I watched the whole vid, was intrigued from the first few mins when he described a very intuitive and somewhat Peat-related approach: lots of carbs, lower stress, high agency lifestyle. He then goes into his staple meal being red meat and rice, plus unlimited fruit, which seems like a pretty solid way to run one's diet.
But it also made me think about how just being active every day is such a huge factor in one's body composition. This guy, like many YT fitness influencers, don't have "real" and sedentary jobs, including stressful commutes. They just live a "more natural" life, are on their feet way more, always moving, don't have low-grade stress associated with constant use of Microsoft Office products (lol!).
I've noticed this effect pretty pronounced in myself. I'm an office worker by day with side business ambitions I work on during evenings and weekends when possible, so it's a lot of 'modern day office work'. I also do intense weight training 3x a week and a few bouts of cardio via martial arts, so I'm in reasonable shape - strong with slightly visible abs and ~15% bodyfat.

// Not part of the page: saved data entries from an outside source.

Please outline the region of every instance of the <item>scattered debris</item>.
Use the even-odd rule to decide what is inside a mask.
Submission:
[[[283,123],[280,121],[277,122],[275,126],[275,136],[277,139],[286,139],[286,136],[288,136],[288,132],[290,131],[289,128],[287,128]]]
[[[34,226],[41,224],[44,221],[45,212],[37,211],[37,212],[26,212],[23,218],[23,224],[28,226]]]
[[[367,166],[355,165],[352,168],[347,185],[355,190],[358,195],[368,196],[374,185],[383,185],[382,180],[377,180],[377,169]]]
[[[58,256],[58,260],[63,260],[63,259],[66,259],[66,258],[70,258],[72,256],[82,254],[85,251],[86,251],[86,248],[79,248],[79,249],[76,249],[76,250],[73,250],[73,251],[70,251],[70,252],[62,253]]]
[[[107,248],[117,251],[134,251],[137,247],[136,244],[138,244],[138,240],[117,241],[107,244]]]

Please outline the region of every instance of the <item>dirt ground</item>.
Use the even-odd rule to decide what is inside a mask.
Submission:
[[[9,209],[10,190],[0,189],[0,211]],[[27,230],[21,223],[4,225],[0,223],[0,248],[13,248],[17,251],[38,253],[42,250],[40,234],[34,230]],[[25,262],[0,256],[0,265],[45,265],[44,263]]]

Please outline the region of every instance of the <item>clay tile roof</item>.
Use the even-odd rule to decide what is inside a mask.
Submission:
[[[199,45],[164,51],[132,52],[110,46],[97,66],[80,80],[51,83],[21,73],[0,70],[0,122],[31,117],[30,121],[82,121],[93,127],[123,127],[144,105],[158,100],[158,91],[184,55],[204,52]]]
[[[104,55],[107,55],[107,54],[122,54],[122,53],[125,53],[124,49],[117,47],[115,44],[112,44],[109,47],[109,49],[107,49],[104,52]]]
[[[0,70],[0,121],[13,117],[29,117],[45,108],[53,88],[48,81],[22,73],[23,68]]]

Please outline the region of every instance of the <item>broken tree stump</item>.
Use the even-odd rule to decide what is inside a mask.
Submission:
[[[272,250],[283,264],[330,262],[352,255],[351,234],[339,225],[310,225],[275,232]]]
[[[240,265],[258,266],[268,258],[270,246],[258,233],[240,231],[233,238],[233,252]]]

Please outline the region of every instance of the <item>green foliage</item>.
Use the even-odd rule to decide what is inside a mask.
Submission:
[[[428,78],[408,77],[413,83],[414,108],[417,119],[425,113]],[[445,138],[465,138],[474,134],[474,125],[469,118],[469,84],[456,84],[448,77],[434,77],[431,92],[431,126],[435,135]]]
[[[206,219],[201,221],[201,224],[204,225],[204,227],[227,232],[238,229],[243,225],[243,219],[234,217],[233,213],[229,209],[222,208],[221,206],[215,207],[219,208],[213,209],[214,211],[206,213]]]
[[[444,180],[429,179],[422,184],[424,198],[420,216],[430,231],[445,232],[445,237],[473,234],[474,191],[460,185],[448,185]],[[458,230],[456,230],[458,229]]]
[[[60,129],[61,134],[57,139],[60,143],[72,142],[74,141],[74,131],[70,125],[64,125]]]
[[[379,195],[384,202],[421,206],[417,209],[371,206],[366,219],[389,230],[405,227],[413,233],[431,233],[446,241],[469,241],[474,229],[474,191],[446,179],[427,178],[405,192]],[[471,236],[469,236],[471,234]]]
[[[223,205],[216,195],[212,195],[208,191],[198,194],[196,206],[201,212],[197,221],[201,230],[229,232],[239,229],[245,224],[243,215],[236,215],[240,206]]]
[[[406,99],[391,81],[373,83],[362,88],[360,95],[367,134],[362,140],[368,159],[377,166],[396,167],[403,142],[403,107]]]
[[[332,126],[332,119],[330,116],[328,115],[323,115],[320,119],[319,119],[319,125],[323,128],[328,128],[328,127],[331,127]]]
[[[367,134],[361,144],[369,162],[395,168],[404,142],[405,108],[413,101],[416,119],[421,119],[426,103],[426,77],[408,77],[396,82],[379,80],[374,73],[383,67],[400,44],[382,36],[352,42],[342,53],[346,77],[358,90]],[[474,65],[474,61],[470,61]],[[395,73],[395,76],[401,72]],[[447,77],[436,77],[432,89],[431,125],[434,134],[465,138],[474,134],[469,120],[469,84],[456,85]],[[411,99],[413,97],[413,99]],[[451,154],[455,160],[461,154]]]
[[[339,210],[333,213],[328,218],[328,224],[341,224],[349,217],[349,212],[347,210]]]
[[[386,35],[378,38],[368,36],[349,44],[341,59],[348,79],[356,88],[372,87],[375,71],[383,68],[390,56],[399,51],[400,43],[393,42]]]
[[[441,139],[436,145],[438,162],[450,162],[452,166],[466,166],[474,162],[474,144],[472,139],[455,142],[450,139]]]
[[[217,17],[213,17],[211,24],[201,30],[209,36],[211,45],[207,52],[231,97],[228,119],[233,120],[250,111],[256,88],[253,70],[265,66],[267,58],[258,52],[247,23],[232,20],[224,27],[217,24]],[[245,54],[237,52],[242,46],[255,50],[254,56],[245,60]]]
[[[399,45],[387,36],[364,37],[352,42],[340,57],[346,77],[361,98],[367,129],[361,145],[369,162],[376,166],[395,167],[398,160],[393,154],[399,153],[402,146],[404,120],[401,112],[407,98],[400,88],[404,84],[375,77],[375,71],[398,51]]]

But when I'm not working, not having an alarm clock, for extended periods of time, my physique just takes on that extra ~25% of quality that's hard to describe - everything feels and looks tighter, more abs visible while at same body weight, energy levels and lifts are maybe 10% better automatically, etc. I tolerate any and all foods way better too. I really get the sense that if I focused on living life this way for more than a few weeks on vacation here or there, I could be making these dumb "here's my life as a fitness guy" videos lol. Just being on my feet walking some European city on vacation for a few days does incredible things compared to standard north American life, and people like Bill live closer to the former than the latter everyday.
Not meant to brag, but rather to say that I believe most anyone could quickly and continuously improve their physique and physical well-being if they make appropriate trade-offs in life. And I'm sure those of us stuck in the corporate North American grind can continue to find and apply principles to improve our health and fitness too.